Absent any hint of federal leadership, we are bombarded instead with as-yet baseless allegations of wholesale voter fraud that rise only to the level of effective clickbait. Dead bodies by the tens of thousands registered to vote? The sharpie pen conspiracy? The Pennsylvania postal worker who claimed he overheard orders to backdate mail-in ballots?

It’s been a week now. If there were any fire to go with all this smoke, presumably we would have seen it by now. Instead, the president’s press secretary, Kayleigh McEnany, has urged “patience.” 

It’s worth noting even Fox News cut away from McEnany’s recent press conference where she was blasting the election results as fraudulent. Fox News host Neil Cavuto — citing conspicuous lack of evidence — stated it would be irresponsible to broadcast such explosive and defamatory charges. 
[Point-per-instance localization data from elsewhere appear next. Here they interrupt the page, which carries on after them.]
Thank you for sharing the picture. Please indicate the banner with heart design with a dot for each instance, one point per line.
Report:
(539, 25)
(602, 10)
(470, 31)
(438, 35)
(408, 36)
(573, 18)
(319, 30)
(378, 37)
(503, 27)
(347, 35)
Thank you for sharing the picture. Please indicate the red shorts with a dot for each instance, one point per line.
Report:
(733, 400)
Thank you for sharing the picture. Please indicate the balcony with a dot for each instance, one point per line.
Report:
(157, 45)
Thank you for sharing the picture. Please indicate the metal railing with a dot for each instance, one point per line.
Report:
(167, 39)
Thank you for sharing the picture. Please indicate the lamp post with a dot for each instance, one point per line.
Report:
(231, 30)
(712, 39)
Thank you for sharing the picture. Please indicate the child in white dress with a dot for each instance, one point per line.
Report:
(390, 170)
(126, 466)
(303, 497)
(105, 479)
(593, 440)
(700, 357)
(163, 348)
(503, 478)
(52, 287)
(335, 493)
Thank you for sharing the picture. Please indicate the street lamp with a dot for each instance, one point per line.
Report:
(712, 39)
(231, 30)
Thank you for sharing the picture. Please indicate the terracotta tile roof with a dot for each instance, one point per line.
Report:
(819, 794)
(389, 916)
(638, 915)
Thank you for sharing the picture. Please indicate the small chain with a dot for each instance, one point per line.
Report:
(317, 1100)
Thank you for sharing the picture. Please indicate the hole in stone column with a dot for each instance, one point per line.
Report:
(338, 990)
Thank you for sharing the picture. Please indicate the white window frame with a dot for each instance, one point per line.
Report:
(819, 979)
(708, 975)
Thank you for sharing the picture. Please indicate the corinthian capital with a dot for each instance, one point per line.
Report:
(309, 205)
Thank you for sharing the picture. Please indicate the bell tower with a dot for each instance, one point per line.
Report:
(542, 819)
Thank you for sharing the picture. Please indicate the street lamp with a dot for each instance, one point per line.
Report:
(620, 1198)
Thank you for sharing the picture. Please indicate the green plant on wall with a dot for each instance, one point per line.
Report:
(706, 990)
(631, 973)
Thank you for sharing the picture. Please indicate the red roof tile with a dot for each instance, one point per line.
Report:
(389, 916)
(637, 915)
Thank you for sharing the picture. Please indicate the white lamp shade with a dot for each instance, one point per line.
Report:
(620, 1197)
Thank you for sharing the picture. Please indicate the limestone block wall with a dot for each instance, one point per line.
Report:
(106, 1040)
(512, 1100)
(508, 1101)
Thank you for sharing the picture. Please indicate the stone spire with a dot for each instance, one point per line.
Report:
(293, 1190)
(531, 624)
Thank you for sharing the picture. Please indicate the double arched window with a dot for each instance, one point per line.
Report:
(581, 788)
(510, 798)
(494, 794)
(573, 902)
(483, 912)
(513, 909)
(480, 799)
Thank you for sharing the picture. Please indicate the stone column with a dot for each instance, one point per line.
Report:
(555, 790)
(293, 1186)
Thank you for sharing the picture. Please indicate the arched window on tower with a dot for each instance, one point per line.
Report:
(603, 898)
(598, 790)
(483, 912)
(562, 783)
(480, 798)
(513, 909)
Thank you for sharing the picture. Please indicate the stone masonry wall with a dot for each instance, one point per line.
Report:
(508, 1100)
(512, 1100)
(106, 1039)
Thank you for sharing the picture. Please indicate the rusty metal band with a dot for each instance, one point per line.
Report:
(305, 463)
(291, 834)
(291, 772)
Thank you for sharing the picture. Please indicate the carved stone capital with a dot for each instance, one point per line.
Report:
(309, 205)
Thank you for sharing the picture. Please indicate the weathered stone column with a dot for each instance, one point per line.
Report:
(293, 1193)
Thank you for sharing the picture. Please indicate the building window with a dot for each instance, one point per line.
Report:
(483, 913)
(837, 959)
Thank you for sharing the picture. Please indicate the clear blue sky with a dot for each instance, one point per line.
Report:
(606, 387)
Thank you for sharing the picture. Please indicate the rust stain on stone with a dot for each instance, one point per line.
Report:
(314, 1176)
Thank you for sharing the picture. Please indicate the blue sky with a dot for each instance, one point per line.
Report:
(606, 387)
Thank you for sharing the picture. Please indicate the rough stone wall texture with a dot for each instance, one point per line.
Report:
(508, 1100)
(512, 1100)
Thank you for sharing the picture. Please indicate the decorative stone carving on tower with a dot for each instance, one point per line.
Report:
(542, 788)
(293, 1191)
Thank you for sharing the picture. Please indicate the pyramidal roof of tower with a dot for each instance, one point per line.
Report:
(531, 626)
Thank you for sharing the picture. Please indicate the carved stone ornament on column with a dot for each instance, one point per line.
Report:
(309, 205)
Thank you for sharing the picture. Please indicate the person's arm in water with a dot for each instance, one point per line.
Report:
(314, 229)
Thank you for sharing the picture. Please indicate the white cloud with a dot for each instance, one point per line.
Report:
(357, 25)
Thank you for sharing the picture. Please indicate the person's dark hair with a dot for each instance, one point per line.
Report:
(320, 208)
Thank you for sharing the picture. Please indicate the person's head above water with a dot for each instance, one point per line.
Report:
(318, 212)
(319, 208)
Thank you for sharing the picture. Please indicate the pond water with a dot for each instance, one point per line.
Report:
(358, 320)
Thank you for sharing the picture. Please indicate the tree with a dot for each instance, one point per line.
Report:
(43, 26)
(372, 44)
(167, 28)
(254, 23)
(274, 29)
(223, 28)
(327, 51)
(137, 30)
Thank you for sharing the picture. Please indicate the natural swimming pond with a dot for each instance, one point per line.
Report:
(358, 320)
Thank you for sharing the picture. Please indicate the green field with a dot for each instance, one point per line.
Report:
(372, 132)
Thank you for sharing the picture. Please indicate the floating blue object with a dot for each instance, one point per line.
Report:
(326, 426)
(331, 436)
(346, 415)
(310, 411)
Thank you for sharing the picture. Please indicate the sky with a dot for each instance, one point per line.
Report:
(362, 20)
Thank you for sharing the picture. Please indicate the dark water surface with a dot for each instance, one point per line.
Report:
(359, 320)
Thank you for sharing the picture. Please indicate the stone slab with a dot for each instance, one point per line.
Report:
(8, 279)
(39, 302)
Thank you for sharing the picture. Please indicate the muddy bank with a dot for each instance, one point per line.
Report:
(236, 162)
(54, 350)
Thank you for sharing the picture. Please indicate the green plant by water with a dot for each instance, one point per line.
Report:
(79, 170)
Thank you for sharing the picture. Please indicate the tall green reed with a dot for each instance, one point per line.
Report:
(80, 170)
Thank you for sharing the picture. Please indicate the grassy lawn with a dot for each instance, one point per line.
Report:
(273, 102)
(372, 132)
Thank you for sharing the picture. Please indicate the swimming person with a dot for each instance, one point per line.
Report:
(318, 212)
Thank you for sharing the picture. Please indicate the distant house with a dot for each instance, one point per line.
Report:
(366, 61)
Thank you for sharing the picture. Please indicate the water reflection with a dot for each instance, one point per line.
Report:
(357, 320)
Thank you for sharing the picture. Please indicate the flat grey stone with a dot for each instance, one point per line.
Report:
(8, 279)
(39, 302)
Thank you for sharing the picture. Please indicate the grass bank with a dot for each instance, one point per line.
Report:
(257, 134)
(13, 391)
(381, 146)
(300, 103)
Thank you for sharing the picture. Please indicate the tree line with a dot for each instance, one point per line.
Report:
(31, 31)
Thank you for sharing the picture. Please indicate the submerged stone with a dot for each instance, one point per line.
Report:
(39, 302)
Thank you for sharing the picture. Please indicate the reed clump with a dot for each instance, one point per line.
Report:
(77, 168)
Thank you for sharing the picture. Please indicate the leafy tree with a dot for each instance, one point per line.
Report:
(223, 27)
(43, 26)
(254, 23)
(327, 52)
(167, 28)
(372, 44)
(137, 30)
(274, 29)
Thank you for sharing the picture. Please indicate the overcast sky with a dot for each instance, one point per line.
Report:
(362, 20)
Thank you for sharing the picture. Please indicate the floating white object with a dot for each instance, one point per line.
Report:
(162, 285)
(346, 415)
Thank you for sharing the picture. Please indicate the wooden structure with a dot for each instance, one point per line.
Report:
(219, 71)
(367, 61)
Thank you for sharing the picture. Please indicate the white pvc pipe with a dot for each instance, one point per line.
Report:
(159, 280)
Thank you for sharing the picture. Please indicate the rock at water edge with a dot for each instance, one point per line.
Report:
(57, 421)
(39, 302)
The New York Times — fake news, I know — contacted the top election officials in 50 states. Not one has uncovered evidence of voter fraud, wholesale or otherwise. In Nevada, it’s been ascertained that one allegedly dead voter — just one — somehow cast a ballot in last week’s election. The zombie’s handwriting was hard to make out, so it wasn’t clear if Biden or Trump won that ballot of the living dead.

Election fraud, it should be acknowledged, does happens. Voter irregularities even more so. But at a volume necessary to change the outcome of a national election? Exceptionally unlikely. In a recent voter fraud investigation conducted by Loyola Law School, one billion ballots — cast between 2000 and 2014 — were examined. Only 31 credible cases of fraud were discovered. 

Mike Stoker, Santa Barbara’s peripatetic Republican Party operative ever on the prowl, was dispatched to Pennsylvania on behalf of the Trump reelection committee to sniff out voter fraud. While Stoker said he heard of irregularities that sounded sniffy, he told a News-Press reporter there was nothing of the magnitude to change the results. Stoker, who takes pride in first launching the “Lock ’er up” chant at the 2016 Republican convention that nominated Trump, was quoted in the News-Press saying that Republicans should wish Biden success for the sake of the country.

The News-Press, one of the few newspapers to endorse Trump this year, on Sunday declared, “Biden elected president.” The next day’s headline read: “Election remains undecided.” 

When Trebek started at Jeopardy! in 1984, Ronald Reagan was going to be elected to his second term at the White House. He famously told the nation, “It’s morning in America.” Since Trump took office, every day’s been High Noon, instead. That’s the movie, shot in glorious black-and-white and starring Gary Cooper as sheriff, that ended with a big shootout and a heap of dead bodies. 

Hopefully, it won’t come to that. 

In the meantime, I want to say thanks to Alex Trebek for giving me something positive to scream at all these years. And that’s a fact.